Article du Progres du dimanche 13 Juillet : Journaliste Thomas CURATOLO Evenement : L'éléctro contest de Bourg-en-Bresse
" On ne danse pas la tecktonik, on danse l'éléctro ! ", voilà de quoi desarçonner nombre de gens. La tecktonik n'existe pas, tout du moins ce n'est pas un style de danse. C'est une marque. Originaire de la capitale, l'éléctro-puisque c'est comme cela que cette danse s'appelle-a progressivement pris, ces derniers mois, l'ampleur de phénomène national. Si bien que les épileptiques aux tee-shirts colorés ne sont plus l'apanage des grandes villes de France.
Pour preuve, ce Samedi 12 Juillet, ce sont plus de 400 personnes qui se sont rassemblées à la salle des fêtes de Bourg-en-Bresse pour assister au tout premier éléctro contest de la région : entrée libre pour les visiteurs, 5¤ pour les compétiteurs. Dès 14h, des jeunes habillés très "flashy" commencent à affluer tout azimut : du rose, du jaune, des strass, du gel, beaucoup de gel dans les cheveux.
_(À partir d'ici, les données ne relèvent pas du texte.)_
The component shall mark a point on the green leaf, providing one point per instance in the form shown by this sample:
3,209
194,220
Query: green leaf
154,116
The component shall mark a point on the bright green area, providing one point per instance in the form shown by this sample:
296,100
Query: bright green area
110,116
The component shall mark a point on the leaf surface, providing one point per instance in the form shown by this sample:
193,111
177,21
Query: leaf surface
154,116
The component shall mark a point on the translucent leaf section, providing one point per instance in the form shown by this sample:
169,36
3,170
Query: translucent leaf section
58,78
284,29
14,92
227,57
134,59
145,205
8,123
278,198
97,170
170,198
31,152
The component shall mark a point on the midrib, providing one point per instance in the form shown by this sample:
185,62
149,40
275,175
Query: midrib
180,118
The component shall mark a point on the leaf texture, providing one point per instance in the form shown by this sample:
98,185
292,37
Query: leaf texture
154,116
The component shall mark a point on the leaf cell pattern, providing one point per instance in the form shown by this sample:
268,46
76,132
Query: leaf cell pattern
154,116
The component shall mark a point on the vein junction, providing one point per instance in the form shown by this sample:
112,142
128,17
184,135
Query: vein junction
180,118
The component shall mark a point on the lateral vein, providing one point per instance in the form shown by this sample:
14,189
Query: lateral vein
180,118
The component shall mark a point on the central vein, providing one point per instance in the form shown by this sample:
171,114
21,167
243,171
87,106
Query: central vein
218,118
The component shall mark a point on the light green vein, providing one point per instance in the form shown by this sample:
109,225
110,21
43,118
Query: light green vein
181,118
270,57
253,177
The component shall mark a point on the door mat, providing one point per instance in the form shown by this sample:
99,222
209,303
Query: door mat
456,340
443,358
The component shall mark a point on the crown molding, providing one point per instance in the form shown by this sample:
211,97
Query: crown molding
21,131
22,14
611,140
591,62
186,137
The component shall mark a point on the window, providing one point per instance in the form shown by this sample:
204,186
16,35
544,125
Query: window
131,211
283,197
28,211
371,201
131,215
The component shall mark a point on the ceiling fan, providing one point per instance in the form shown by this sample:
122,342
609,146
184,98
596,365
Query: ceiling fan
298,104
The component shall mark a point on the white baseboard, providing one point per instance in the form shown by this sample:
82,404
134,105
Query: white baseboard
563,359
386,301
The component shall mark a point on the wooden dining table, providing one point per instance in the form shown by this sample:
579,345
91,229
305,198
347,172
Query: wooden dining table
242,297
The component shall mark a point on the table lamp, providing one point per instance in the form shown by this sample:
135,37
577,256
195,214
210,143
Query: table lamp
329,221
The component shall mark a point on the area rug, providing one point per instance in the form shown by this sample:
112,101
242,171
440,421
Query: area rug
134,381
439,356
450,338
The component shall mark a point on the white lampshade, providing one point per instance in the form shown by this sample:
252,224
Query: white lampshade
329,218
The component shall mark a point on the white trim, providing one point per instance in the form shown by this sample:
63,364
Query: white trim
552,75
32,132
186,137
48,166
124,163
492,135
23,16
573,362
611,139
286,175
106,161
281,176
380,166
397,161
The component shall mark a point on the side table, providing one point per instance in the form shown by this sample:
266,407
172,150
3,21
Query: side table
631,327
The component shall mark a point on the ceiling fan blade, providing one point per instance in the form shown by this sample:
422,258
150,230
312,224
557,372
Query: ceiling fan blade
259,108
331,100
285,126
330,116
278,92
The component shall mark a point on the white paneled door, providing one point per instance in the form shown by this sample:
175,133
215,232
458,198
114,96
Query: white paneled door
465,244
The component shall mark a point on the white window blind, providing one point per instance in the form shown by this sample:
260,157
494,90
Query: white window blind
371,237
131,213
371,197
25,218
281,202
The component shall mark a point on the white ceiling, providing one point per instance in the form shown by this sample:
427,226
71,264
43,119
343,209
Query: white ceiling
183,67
Dans une ambiance très bon enfant, pour soi, ou pour les copains, on entame quelques "pas de danse". Des gestes souples et amples jusqu'aux mouvements de bras plus sportif et desarticulés : on passe du Milky way au Hardstyle. C'est ça l'éléctro : un mélange de style, un mélange de culture aussi. "Ce qui est génial c'est le melting pot que la danse peut créer" nous avoue Douffy alias Robin. Plus qu'une danse, l'éléctro c'est une passion qui prend une grande place dans la vie de ces danseurs qui, par jeu, se choisissent un pseudonyme : c'est leur nouvelle identité. Ainsi, j'ai vu s'affronter Skaro, Momo, BlackShark (Maxime Méchin, organisateur et Maître loyal de la compet'), Nzo et bien d'autres dans des batailles et des chorégraphies endiablées.
Le principe de ce contest : des battles (duels) entre deux équipes, appelées teams, tirées au sort. Une après midi de compétition à éliminatoires pour établir un classement et déterminer la meilleure équipe de la région.
Six teams ( Hard Dance Generation, Electro factory, Terminator, Onerteam, Fanateck Dijon et Fire-teck ) en provenance de tous les environs : Ain, Rhône, Soâne et Loire, se sont affrontées à coup de petites provocations, durant plus de deux heures. Le but : destabiliser les adversaires et gagner la sympathie des spectateurs et du jury, seul maître du destin des équipes. Après d'impressionnantes prestations de la part de toutes les teams, c'est finalement la Onerteam qui a été sacrée. Sa récompense : la somme de toutes les inscriptions au concours !
Une journée, dans ce monde, cet univers, cette ambiance sympatique et fairplay, peut suffire à faire tomber les apprioris. L'éléctro est un phénomène de mode, qui a encore devant lui quelques belles années.
Temoignage
Robin(DOUFFY), Bourg-en-Bresse
"Je me suis mis à l'éléctro il y a un an, au tout début du phénomène, avec les vidéos des premiers danseurs : Spock, Jey-Jey..." nous raconte Douffy (Robin) 17 ans, en terminale STG au lycée Carriat de Bourg-en-Bresse. " Je fais partie de la Dance Generation 01, des teams comme cela il y en a partout en France, dans toutes les régions. Si on a crée cette team, c'est pour faire connaitre notre passion et pour partager ce qu'on aime. Voilà ce qui nous démarque des groupes comme Mondotek : trop commercial et uniquement destiné à faire de l'argent. L'éléctro, pour moi, c'est un moyen d'expression pour délirer avec les potes. Ca me démarque aussi, avant j'étais une personne normale, maintenant on me reconnait dans la rue, on sait que je suis un danseur grâce à mes vêtements et à mon style."